Since taking over the reins of the national association in February last year following a landslide victory over Charnwit Phalajivin – widely seen as a proxy candidate of former FAT president Worawai Makudi – Somyot has taken a few steps which are serving the Thai interests very well.

His keenness to bring about a change in the national football setup was at first discarded as nothing but whims of a stubborn ex-cop, totally devoid of any idea what football is all about.

For some unfathomable reason, Somyot never earned the due praise for his commitment to steering Thailand to the top echelons of Asian football.

It could probably be because the first high-profile casualty of his ruthless drive to bring a positive change was no one else but national team coach Kiatisak Senamuang, a former pin-up boy nicknamed “Zico”.

Apart from undertaking some sporadic damage control exercises on a few occasions, Somyot never made any attempts to disguise his dissatisfaction with Kiatisak.

After Thailand’s 4-0 rout at the hands of Japan in a 2018 World Cup qualifier in Saitama early this year, Somyot said: “Should we be satisfied with winning the Suzuki Cup and the SEA Games? And then when we play against the real top teams in Asia we lose 3-0 or 4-0. Are the fans OK with it?
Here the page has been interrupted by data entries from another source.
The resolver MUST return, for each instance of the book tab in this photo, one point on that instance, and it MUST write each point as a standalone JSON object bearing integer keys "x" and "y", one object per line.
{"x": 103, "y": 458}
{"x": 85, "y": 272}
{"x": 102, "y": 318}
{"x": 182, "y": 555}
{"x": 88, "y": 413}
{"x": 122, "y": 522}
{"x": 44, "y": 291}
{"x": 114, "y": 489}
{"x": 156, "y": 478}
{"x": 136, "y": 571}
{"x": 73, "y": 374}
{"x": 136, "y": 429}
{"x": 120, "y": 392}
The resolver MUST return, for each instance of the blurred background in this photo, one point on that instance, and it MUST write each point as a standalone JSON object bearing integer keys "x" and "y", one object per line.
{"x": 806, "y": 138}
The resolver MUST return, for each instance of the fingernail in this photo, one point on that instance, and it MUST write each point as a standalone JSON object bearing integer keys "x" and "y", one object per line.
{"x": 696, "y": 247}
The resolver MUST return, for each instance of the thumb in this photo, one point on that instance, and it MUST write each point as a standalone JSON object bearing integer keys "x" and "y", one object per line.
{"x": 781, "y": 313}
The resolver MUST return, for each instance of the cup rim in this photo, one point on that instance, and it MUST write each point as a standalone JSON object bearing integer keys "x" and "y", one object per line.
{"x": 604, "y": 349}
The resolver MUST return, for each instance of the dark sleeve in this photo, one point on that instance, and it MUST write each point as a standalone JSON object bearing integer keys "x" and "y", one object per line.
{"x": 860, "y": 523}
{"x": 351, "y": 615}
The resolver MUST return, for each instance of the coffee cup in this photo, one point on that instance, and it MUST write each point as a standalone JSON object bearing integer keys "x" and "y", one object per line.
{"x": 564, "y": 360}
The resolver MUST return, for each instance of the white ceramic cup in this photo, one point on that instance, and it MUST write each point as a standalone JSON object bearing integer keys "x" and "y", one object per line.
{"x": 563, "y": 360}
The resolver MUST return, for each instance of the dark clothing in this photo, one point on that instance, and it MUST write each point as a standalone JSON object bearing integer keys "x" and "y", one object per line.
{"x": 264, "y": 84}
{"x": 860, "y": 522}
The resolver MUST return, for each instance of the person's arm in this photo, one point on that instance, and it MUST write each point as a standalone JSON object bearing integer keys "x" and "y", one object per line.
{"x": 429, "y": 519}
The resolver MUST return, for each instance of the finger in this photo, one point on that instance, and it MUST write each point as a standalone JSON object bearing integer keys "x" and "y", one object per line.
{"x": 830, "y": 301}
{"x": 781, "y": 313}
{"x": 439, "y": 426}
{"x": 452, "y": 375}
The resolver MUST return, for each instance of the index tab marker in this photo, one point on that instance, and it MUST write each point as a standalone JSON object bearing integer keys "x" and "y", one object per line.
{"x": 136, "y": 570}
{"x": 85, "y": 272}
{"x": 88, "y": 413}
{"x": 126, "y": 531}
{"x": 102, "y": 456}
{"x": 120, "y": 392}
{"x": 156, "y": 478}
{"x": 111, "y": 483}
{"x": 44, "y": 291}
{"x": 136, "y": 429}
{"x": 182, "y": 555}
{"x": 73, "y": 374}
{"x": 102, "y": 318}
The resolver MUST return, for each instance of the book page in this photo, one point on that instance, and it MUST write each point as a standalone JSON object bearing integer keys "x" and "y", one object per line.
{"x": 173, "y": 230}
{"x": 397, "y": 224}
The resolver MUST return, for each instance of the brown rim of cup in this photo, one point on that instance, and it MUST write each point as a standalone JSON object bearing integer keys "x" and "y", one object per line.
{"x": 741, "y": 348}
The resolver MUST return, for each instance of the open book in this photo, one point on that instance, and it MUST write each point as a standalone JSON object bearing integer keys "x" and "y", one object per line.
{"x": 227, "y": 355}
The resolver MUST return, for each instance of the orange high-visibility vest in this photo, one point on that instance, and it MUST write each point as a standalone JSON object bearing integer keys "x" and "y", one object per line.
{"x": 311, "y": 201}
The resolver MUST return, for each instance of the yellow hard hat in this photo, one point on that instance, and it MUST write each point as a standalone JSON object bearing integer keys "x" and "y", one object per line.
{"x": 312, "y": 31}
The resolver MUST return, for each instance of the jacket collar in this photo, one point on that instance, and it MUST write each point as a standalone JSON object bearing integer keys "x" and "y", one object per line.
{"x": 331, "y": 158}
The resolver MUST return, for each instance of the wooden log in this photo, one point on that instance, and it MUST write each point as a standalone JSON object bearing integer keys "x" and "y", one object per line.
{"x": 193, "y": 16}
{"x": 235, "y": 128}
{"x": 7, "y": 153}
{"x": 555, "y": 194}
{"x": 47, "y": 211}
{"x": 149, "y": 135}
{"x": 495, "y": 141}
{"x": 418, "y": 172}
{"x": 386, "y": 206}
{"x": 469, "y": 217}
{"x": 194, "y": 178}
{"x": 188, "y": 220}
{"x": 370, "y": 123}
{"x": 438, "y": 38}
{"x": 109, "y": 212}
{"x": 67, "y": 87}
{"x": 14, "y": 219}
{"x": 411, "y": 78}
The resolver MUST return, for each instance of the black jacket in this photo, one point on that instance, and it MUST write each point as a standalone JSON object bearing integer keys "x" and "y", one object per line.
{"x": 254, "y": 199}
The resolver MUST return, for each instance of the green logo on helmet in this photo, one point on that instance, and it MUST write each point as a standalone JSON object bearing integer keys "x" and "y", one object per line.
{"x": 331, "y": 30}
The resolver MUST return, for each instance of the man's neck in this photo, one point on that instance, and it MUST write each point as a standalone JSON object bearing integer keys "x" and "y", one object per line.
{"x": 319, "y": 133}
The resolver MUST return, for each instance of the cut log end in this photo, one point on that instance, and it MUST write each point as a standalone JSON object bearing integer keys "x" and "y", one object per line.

“Maybe some people are fine with that, but for me it’s embarrassing. I can’t and I won’t accept these results. Something needs to be done.”

As he lured Kiatisak, a darling of the Thai media, into a perfect trap, Somyot became a target of widespread vilification. He, however, held his ground firm and did not give in.

His decision to bring in Serb veteran Milovan Rajevac as a replacement for popular Kiatisak, who quit after the Japan match, was a master-stroke, to say the least.

Kiatisak, to start with, was ill-equipped to carry Thailand to the level and was targeted by Somyot because the former national team striker has no first-hand experience of that level, either as a player or as a coach.

Rajevac, who took Ghana to the 2010 World Cup quarter-finals, has in a short time proven his worth as in the words of senior football commentator Jason Dasey, the Serb “has made the Thais more compact, and harder to break down”.

As the Thais look increasingly more organised under Rajevac, Somyot’s decision to bring him along looks even more prudent because the Serb is costing the FAT far less than his predecessor.

More recently, Somyot made another praise-worthy move in the wake of August’s 2017 SEA Games in Malaysia, where Thailand won their third straight men’s football gold medal.

He is bringing an end to the ridiculous tradition of appointing non-technical, high-society representatives as managers of the country’s squads.

Watanya Wongopasi was the first to resign as the national U23 team manager last month.

There is no doubt that Watanya, affectionately called “Madame Dear” by the Thai press, was very committed to the national U23 team, which recently qualified for next year’s AFC U23 Championship in China.

However, as everywhere else, footballing matters at all levels had better be left to those who know the business inside out.

This should bring an end to any meddling in the affairs of the national teams as the coaches would serve as team managers and could be held responsible for the decisions taken during the course of a tournament or a match, making things simpler for everyone.

Looking back at Somyot’s performance so far, one can say it isn’t the Thai team alone which looks a lot more organised but rather the entire national football structure has an orderly look about it.